11:06 am - Fri 11/19/04
Fri 11/19/04 (8:03 a.m.)
Uncomfortable with that entry I wrote yesterday...
The unspoken question in that entry is this–If I think I'm going to succeed as an actor because I really want it, and I'm ambivalent about pretty much everything else I want, how am I going to have anything else in my life other than acting?
Well, I guess first off, I should not overstate things–I'm not "ambivalent" about everything else I want in life; I don't see any problem with having friends, for example, or having things I like around me, or having the freedom to do the things I want to do (ex. travelling, seeing movies and plays, etc).
(Though the "friends" thing is seeming like a pretty tall order at this point. For a very long time now, it's seemed apparent that I need friends way more than anyone seems to need my friendship.)
Obviously, in terms of "the big stuff"–A relationship, kids, etc–if I really feel the desire for that in my life, I need to give myself more positive messages than "I'm not up to the challenge" or "I'm not good at ‘caring for things'".
I didn't think I was "up to the challenge" of what I'm doing right now, which is why I held off doing it for 20 years. And yet, here I am, over three-and-a-half years down the road....doing it.
I'm already tired of hearing myself talk about this...Let's just say that I want to pull back from saying "I can't have this" or "I couldn't handle that" to something more along the lines of "Anything's possible", concerning the things I think would make life more enjoyable and/or meaningful.
Just got back from getting groceries (A lot of groceries, since I was down to two apples and an ancient box of spaghetti in the "pantry").
When I didn't get a call from JS on Wednesday, I thought this might be the week where my audition "hot streak" was broken (I've had at least one audition a week since 9/30. Except for last week, when I had the Jack-In-The-Box shoot). ‘
Speaking of union vs. non-union gigs, that's something I've been thinking about a lot since I booked Jack-In-The-Box: It may be two weeks, two months, two years, or longer, but at some point, I'll have to go down to the SAG office on Wilshire and sign up with the union. And when I do, I'll have to make a decision whether to go "financial core" or not.
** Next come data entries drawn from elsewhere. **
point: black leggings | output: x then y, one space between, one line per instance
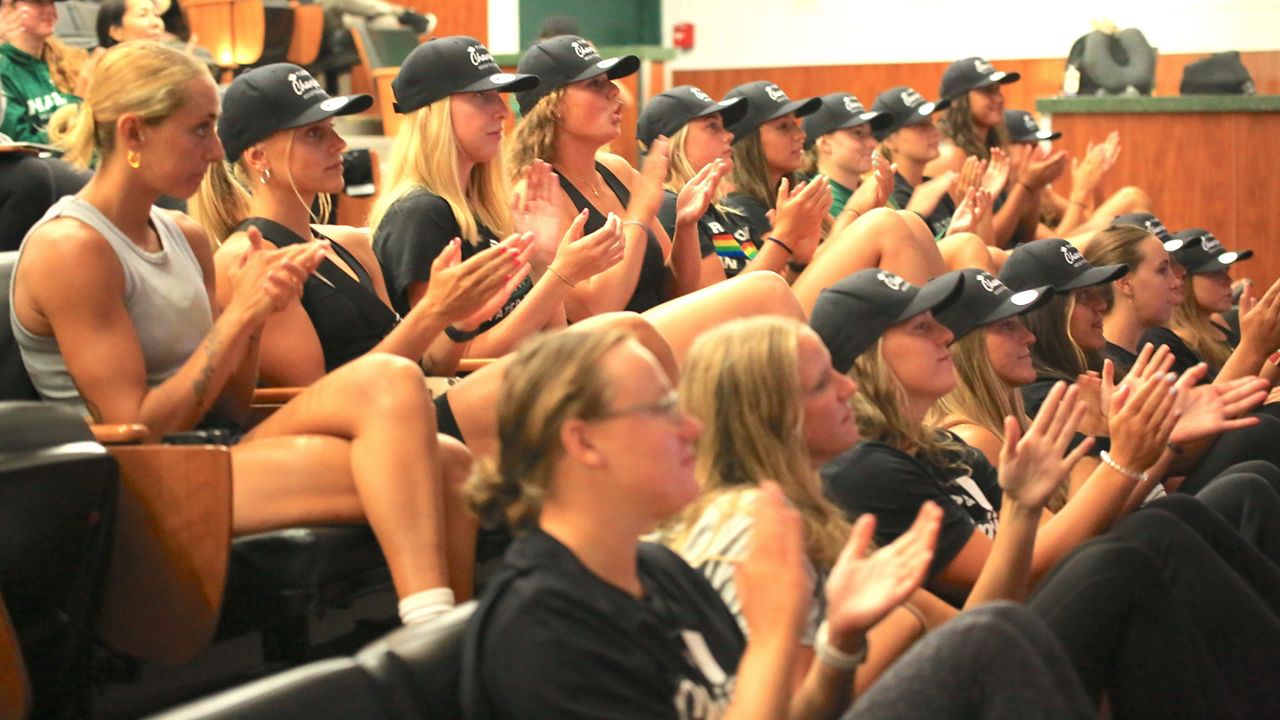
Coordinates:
1153 615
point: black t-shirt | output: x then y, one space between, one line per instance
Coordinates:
752 214
414 232
1120 358
553 639
938 220
883 481
1184 358
652 286
347 314
720 233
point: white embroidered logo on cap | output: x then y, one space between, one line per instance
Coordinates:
302 82
333 104
990 283
584 50
1072 255
480 55
892 281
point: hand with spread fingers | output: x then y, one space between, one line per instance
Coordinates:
467 292
1034 464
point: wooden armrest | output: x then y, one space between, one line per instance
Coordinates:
472 364
119 433
173 533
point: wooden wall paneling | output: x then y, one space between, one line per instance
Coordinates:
1257 194
456 17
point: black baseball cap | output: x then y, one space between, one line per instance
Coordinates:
972 73
840 110
447 65
668 112
566 59
274 98
854 313
1022 127
906 106
1055 263
1202 253
984 300
766 101
1150 223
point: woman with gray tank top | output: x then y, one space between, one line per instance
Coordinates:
137 336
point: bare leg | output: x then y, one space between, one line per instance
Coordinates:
474 400
460 523
357 445
682 319
881 238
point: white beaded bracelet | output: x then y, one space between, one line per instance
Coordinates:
835 657
1133 475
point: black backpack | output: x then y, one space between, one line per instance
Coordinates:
1221 73
1110 63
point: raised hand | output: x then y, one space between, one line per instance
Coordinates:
1208 410
772 582
863 588
266 279
699 191
1033 465
970 213
648 187
469 292
799 214
1143 411
580 258
534 210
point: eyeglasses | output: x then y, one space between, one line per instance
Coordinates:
666 406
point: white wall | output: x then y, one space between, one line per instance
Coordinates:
745 33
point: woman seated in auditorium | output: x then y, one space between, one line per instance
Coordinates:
122 21
141 337
448 182
588 621
723 386
40 73
574 113
993 360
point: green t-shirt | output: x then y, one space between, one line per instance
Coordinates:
30 94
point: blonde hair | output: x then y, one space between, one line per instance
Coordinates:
144 78
425 155
553 378
743 381
1194 328
981 396
536 132
881 409
223 200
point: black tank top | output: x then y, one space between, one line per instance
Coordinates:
650 287
347 314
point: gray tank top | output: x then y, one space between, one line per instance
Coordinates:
164 294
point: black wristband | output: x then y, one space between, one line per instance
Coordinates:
460 336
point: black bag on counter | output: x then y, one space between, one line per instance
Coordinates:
1221 73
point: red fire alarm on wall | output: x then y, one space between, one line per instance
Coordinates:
682 36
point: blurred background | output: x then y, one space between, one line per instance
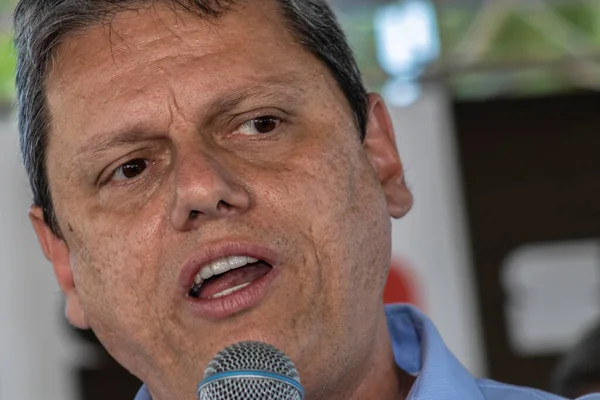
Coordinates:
495 105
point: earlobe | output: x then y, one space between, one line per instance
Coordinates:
57 252
380 146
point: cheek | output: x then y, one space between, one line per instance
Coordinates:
115 271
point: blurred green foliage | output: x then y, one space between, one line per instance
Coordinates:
7 69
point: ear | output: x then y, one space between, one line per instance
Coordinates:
57 252
380 146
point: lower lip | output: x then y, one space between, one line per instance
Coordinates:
234 303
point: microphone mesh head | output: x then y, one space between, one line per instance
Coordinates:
247 357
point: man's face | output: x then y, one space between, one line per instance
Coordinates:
176 142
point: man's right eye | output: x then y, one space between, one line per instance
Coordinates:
131 169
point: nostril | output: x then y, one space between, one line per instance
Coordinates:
194 214
224 206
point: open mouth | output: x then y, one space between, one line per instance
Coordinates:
226 276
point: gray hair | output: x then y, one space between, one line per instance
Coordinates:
41 25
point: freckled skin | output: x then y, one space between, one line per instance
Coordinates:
310 190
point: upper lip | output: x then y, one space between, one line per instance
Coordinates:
219 250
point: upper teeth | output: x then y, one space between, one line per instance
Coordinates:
221 266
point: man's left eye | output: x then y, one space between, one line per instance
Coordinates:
260 126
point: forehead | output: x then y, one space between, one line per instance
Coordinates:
140 55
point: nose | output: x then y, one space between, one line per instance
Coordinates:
204 190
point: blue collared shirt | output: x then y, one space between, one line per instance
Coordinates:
420 351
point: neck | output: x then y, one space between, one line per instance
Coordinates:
380 378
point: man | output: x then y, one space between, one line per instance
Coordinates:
578 372
207 172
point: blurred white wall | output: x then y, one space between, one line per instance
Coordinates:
433 237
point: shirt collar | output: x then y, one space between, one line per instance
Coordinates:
419 350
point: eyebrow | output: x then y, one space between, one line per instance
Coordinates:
222 104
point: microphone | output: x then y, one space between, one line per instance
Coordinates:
250 371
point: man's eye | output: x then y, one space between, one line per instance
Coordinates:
260 126
131 169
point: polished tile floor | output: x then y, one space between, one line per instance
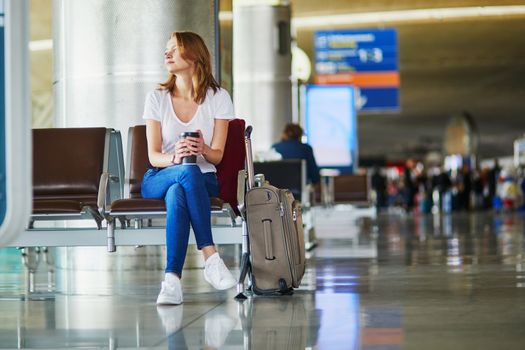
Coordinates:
400 282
What "finanical core" means is that you basically are declaring that you can't make a living just working union gigs, and are asking for the right to work both union and non-union (Apparently, it's a status the union legally has to offer, but they do it grudgingly). You still pay into the union (I believe at a slightly reduced rate), and still get all the union benefits (At least when you're working a union shoot), but can also do non-union gigs. But the downside is that you don't get to vote in union elections (A lot of actors dismiss not getting to vote in union elections as "no big deal". But if I'm paying to be in the union, I want a say in how things go).
The upside to "finanical core" status is obvious–If you can audition for union and non-union stuff, you have a lot more opportunity to work than if you're just doing union stuff. And working is experience, and money, and connections, and so on and so forth.
But "financial core" also hurts the union that, theoretically, is on your side: Why are big companies going to go with a SAG production, if they can get the same level of talent for less? If I'll work for $50 and a cheese sandwich, why would they want to pay me residuals and overtime and all that?
I've thought a lot about it, and I think what I'll probably do, when the time comes, is just sign up for full-status with the union. It seems like "the right thing to do". And more to the point, I actively want to be in the union. I want to make a living wage, I want the benefits, etc.
And I think better to go "full-status" now, then change to "financial core" if it seems really necessary, than to go in just assuming I won't be able to make a living without those "$50 and a cheese sandwich" gigs.
Anyway...well, I'd like to write more, but I'm feeling the need for some more sack-time before heading to my audition, then to work.